Lewis-Jones returns with another installment of his Bad Apple picture-book series starring one foul fruit.
Antihero Apple is up to no good again. He “drank Pea’s tea, and stole Cat’s hat, and other naughty things like that.” Granny Smith, “one of the oldest apples,” lectures him about his bad manners, and Red and Golden, “two delicious apples,” urge him to be sweet like them. The popular apples (Bramley, Braeburn, and Cox) suggest that he show a little more team spirit, and the “fabulous apples”—Honeycrisp, Gala, Pink Lady, and Jazz—advise him to let go of his anger.
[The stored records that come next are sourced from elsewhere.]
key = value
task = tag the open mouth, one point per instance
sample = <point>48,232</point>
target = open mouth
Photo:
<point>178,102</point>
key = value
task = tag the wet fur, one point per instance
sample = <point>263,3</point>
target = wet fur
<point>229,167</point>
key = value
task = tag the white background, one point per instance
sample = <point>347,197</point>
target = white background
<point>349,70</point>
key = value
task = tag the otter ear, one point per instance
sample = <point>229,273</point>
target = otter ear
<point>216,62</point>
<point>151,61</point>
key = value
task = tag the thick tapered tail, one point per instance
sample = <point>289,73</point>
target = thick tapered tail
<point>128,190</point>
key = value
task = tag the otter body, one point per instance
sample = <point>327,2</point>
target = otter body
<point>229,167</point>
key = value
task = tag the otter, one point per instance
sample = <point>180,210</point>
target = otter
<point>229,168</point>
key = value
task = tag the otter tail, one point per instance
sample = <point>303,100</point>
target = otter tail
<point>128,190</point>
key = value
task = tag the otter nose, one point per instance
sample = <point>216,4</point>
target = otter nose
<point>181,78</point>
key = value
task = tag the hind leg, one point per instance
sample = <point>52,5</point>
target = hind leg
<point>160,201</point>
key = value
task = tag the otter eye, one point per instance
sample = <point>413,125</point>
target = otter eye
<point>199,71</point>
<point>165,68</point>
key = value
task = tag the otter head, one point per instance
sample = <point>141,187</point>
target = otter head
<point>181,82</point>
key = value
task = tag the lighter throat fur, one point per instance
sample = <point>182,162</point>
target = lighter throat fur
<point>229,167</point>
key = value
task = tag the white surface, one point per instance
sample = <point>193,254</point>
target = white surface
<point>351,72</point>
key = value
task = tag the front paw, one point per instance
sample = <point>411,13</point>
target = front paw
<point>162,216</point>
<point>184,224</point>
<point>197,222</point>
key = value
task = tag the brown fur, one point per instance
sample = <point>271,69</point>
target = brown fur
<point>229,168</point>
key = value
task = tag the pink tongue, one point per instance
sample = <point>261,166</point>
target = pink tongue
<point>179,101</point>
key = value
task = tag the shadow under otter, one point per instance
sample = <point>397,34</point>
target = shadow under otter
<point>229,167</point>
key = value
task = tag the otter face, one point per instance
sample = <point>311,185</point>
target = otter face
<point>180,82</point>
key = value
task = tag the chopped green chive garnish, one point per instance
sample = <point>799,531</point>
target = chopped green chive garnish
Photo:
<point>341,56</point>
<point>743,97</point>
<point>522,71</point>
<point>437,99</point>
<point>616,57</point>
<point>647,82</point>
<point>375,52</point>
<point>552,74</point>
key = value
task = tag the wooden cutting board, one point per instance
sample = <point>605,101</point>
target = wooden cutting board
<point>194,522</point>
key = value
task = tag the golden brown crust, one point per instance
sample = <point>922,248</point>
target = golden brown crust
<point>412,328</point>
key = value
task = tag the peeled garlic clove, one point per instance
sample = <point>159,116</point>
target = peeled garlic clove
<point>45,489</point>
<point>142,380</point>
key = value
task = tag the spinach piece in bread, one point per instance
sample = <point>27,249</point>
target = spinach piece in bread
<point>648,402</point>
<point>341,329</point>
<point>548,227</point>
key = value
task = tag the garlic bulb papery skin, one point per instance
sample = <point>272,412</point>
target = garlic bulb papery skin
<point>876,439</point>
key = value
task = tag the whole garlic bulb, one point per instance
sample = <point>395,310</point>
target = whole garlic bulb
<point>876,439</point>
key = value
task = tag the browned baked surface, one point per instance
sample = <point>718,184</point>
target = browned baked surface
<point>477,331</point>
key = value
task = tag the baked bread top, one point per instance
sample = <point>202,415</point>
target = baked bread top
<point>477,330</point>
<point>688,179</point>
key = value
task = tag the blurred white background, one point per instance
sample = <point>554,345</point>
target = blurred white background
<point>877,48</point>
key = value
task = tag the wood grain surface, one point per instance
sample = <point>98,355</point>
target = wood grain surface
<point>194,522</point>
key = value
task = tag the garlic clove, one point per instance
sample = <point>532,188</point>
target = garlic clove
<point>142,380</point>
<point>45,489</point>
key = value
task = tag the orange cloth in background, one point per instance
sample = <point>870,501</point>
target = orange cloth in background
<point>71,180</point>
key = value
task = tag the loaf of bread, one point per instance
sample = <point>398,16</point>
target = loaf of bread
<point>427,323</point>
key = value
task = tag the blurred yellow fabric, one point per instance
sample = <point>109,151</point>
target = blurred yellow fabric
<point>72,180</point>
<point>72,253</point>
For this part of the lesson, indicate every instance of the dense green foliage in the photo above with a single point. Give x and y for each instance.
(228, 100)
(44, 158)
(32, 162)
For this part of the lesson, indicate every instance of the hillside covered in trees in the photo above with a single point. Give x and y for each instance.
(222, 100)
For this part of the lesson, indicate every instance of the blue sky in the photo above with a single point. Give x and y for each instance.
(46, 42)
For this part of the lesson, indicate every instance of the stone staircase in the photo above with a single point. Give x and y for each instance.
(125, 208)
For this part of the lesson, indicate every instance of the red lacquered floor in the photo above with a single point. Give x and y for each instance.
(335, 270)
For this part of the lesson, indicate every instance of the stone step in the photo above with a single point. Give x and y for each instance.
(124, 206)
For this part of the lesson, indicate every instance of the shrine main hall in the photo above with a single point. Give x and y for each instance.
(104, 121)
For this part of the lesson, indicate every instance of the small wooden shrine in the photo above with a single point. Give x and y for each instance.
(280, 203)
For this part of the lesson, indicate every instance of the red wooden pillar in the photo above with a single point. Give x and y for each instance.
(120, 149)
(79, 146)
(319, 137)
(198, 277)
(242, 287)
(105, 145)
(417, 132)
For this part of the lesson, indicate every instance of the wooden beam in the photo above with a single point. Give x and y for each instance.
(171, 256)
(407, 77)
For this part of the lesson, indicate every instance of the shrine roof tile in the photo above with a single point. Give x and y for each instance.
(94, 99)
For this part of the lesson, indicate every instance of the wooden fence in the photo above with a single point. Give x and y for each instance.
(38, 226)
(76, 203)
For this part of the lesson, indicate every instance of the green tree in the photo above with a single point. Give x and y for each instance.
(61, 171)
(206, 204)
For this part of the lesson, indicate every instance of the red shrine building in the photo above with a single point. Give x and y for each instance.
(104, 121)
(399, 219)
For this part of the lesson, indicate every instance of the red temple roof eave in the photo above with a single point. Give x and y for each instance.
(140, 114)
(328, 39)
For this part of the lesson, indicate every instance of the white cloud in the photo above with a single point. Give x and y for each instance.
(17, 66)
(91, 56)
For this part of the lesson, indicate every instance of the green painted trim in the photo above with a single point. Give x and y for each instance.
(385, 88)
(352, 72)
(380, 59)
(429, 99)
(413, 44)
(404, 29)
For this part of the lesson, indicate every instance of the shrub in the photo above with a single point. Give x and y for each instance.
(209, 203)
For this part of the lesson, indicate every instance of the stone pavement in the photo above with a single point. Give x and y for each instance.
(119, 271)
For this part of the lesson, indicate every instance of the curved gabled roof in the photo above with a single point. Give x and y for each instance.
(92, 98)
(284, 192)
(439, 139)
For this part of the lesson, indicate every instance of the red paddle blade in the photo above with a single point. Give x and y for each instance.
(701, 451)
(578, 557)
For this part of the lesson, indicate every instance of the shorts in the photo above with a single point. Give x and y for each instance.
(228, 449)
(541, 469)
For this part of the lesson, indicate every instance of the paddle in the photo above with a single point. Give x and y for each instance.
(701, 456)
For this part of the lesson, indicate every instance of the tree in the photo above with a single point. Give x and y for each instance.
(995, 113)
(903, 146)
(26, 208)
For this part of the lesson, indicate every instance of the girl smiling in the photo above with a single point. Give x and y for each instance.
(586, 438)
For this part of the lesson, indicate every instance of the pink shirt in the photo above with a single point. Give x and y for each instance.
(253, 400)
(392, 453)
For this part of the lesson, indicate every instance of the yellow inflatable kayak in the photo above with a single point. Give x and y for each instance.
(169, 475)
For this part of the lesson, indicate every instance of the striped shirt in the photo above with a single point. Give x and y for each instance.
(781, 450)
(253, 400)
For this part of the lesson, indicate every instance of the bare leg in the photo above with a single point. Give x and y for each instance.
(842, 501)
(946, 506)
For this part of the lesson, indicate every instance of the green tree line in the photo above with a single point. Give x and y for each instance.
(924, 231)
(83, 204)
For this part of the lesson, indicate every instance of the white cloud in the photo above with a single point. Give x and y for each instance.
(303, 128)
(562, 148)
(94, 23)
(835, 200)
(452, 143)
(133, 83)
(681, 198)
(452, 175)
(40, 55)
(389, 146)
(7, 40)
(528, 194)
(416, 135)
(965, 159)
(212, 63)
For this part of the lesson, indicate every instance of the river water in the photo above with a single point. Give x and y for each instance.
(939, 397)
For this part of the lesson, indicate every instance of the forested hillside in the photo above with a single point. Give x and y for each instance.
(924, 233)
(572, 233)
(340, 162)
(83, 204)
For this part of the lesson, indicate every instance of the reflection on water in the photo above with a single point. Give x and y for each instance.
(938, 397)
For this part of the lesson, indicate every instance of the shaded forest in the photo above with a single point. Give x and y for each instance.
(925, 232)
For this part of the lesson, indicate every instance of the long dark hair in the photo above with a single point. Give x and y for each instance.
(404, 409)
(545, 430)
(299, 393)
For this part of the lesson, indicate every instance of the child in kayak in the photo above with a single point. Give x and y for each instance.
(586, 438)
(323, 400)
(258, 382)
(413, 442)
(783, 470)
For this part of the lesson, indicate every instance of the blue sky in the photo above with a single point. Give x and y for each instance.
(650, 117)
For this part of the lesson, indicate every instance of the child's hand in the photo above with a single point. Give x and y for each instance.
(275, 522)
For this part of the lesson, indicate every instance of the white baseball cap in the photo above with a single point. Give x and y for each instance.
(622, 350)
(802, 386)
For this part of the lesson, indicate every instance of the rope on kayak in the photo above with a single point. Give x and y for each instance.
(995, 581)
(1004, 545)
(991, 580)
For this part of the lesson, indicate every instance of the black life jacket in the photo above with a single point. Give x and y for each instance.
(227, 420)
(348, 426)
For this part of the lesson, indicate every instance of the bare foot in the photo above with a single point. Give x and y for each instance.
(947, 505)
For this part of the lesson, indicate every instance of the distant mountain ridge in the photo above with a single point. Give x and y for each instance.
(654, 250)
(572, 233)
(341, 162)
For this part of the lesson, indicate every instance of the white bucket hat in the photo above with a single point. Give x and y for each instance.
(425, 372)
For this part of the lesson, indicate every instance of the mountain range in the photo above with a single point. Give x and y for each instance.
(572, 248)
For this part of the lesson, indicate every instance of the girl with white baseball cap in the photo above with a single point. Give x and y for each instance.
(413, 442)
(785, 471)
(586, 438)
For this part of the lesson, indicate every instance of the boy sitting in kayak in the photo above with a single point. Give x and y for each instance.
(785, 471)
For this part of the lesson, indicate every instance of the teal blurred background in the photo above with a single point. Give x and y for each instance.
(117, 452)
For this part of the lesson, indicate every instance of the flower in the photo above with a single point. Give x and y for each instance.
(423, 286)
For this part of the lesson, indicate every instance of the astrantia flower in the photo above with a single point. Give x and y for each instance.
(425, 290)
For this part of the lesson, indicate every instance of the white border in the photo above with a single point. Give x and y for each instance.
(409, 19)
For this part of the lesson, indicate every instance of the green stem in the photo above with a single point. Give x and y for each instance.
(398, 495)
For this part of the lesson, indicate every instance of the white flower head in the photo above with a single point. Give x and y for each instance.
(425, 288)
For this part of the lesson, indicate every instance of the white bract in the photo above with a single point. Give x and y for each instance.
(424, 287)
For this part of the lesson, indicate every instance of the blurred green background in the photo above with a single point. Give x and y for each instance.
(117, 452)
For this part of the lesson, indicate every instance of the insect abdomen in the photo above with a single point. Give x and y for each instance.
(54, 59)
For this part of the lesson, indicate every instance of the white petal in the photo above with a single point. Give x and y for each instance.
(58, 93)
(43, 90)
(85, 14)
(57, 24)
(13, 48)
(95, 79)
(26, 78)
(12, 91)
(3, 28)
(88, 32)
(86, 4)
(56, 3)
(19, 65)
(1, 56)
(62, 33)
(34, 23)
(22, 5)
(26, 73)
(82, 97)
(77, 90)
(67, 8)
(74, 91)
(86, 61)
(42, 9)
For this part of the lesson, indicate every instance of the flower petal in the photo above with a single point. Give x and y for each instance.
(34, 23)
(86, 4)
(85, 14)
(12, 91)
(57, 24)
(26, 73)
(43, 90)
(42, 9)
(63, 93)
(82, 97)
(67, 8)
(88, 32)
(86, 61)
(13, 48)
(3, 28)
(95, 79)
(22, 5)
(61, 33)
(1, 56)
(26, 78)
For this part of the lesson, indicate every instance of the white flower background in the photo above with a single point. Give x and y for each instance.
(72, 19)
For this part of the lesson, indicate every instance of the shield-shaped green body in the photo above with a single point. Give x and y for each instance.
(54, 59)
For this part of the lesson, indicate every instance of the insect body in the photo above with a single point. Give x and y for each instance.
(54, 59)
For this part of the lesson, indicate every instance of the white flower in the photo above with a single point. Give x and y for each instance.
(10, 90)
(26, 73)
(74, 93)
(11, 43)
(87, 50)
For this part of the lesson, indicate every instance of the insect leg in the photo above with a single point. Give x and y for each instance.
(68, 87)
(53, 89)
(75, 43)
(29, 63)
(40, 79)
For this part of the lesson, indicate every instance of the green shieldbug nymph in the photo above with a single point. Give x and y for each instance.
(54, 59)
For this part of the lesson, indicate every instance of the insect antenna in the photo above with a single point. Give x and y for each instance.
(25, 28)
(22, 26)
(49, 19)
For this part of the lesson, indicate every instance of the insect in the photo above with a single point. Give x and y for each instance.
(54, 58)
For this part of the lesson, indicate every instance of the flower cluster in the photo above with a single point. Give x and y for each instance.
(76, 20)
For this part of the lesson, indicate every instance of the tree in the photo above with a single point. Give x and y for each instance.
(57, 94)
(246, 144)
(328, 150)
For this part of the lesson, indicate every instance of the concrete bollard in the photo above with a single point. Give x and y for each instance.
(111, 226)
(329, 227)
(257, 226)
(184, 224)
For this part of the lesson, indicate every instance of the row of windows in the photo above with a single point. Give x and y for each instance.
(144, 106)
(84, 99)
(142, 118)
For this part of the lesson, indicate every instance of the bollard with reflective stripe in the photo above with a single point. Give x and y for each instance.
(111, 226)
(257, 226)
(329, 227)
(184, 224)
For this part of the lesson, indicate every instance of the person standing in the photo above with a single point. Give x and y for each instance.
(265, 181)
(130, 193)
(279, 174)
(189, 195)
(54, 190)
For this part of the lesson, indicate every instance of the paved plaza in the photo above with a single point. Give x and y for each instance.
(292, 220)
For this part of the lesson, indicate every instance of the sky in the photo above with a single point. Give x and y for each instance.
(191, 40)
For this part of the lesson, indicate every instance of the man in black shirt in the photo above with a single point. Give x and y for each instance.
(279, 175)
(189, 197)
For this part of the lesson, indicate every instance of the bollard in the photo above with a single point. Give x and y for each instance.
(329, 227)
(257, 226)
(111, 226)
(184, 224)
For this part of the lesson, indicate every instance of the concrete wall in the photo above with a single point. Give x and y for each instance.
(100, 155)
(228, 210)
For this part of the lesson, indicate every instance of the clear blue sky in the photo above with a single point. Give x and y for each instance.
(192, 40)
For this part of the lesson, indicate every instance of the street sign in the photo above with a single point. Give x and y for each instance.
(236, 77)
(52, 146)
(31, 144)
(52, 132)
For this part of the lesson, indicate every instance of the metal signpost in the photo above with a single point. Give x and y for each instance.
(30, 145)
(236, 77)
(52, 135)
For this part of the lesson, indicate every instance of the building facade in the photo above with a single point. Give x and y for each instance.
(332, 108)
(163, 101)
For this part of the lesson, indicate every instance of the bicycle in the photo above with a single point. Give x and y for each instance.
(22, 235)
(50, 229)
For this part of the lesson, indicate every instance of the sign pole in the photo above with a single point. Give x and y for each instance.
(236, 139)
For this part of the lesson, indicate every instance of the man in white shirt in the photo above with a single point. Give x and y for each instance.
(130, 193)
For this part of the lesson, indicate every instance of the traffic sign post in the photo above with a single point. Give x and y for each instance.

But Apple is too hardcore (pun intended) of a grouch and a troublemaker to listen. It’s Pineapple’s birthday, and Apple crashes the party, filches Pineapple’s party hat, and imprisons the rest of the apples in an apple crumble. Readers hoping for a comeuppance for Apple (like the one he got in the previous book in the series) will be disappointed. In a darkly humorous, picaresque ending, the fate of the other apples is left unknown, and Apple learns nothing—once a rotten apple, always a rotten apple. Lewis-Jones’ sparingly narrated text has a certain appeal for those who appreciate dark wit. Sanders’ minimalist illustrations are playful and expressive and use watercolor washes effectively to vary the appearances of the anthropomorphic characters.
Amusingly irreverent, but young children will feel the lack of a moral or an apple-ly–ever-after.